Wednesday, February 15, 2017

Real Estate Cost Segregation is More Valuable in 2016

It may have been one of the most hotly contested, controversial campaigns in living memory, but there can be no denying the result of the US 2016 election is generally friendly for business. President Donald Trump and the Republican Party both agree that tax reform is a top priority to help stimulate the economy. An effort of this magnitude is no simple task and requires significant consideration of which areas of the tax code should be modified. While it's still not clear exactly which tax laws will be repealed or replaced, the most probable change will be a lowering of business and individual tax rates.

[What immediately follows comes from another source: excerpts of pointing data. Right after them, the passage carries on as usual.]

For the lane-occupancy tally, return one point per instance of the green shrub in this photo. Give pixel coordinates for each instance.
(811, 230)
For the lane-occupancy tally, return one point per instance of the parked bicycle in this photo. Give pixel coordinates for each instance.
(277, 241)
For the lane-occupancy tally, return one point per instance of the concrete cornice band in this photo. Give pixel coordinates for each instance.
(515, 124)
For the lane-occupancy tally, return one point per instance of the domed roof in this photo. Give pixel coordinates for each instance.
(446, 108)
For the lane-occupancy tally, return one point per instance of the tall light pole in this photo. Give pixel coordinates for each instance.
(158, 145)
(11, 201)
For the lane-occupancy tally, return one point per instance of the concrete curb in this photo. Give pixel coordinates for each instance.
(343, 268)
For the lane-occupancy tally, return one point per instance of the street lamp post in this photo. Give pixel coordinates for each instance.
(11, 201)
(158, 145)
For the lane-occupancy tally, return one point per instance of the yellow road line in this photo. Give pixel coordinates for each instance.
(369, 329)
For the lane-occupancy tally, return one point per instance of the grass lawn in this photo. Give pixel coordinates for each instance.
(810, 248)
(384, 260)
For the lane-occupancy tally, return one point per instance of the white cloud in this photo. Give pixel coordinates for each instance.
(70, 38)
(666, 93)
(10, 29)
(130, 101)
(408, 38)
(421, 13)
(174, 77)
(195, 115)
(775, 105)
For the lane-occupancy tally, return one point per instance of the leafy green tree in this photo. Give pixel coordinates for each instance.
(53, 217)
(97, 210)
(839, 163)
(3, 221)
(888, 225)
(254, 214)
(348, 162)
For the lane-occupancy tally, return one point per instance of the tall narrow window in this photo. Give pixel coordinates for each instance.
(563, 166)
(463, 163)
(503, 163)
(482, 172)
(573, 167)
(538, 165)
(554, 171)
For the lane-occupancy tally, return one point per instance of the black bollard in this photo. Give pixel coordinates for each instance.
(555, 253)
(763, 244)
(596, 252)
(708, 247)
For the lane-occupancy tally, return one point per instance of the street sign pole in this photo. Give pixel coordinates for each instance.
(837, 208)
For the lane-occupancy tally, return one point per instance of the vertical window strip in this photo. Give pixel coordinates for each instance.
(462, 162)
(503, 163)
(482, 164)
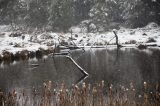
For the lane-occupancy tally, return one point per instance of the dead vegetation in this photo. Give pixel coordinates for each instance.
(83, 95)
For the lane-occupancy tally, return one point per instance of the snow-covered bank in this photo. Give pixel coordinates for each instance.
(147, 35)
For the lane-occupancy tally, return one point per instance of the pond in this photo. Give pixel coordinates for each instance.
(117, 67)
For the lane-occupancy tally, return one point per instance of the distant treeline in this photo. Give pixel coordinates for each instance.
(60, 15)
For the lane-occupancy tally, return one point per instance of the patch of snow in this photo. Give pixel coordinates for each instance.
(125, 36)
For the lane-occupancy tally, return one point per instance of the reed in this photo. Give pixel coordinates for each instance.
(82, 95)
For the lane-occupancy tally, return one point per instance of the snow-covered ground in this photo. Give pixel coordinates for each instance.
(149, 34)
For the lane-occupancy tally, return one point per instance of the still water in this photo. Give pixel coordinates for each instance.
(117, 67)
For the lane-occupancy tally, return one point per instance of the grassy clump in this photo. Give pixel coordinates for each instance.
(83, 95)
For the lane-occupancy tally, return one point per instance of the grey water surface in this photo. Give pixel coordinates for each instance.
(117, 67)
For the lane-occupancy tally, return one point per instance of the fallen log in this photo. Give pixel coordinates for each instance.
(79, 67)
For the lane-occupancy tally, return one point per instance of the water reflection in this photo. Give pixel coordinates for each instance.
(118, 67)
(129, 65)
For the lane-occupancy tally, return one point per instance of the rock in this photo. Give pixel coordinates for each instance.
(24, 54)
(6, 55)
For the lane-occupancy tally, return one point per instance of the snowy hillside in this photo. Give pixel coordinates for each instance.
(149, 34)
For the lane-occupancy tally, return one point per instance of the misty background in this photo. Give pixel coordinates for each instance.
(95, 15)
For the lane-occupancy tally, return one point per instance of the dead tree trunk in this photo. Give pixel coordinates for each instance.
(116, 36)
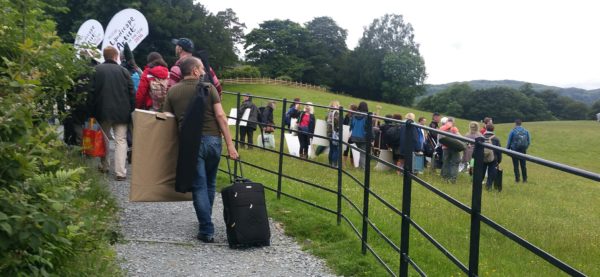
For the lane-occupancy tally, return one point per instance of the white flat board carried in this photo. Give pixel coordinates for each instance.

Deductions are more valuable when tax rates are higher, so carefully planning the timing of deductions can create significant permanent tax savings. Accelerating deductions into the 2016 tax year lowers current tax liabilities while effectively shifting income into future years when tax rates drop. Taxpayers should consider all opportunities to accelerate deductions into the 2016 tax year.

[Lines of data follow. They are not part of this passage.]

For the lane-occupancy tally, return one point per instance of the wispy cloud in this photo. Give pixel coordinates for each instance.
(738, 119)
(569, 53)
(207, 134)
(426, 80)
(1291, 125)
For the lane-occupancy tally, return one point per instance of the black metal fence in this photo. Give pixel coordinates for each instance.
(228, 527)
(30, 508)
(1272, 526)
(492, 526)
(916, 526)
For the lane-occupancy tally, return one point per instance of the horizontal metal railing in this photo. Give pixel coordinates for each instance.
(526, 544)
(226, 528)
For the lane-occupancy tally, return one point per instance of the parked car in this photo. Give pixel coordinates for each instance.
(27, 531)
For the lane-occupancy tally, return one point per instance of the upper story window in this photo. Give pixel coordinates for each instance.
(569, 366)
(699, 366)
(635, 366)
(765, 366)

Cost segregation is one of the most common tax planning tools for taxpayers that own real estate. IRS rules allow taxpayers to apply a cost segregation study any time after the building is placed in service, providing a unique opportunity to plan which tax year depreciation deductions are realized. Taxpayers who have opted to not perform a cost segregation study in the past because it only represented a timing difference in cash flow, should reconsider for 2016, so they do not miss permanent tax savings realized when rates fall.
Case Study: ABC, LLC owns a building that was purchased in 2014 for $1 million. This year, ABC has a cost segregation study performed on their building and applies it to their 2016 tax return. The cost segregation study accelerates $100,000 of future depreciation deductions into the 2016 tax year where Federal income tax rates are 39%, creating an immediate tax savings of $39,000. Assuming tax rates drop in 2017 to 30%, ABC now realizes a $9,000 permanent tax savings ($39,000 - $30,000) on top of the traditional benefits of accelerated cash flow generated by a cost segregation study.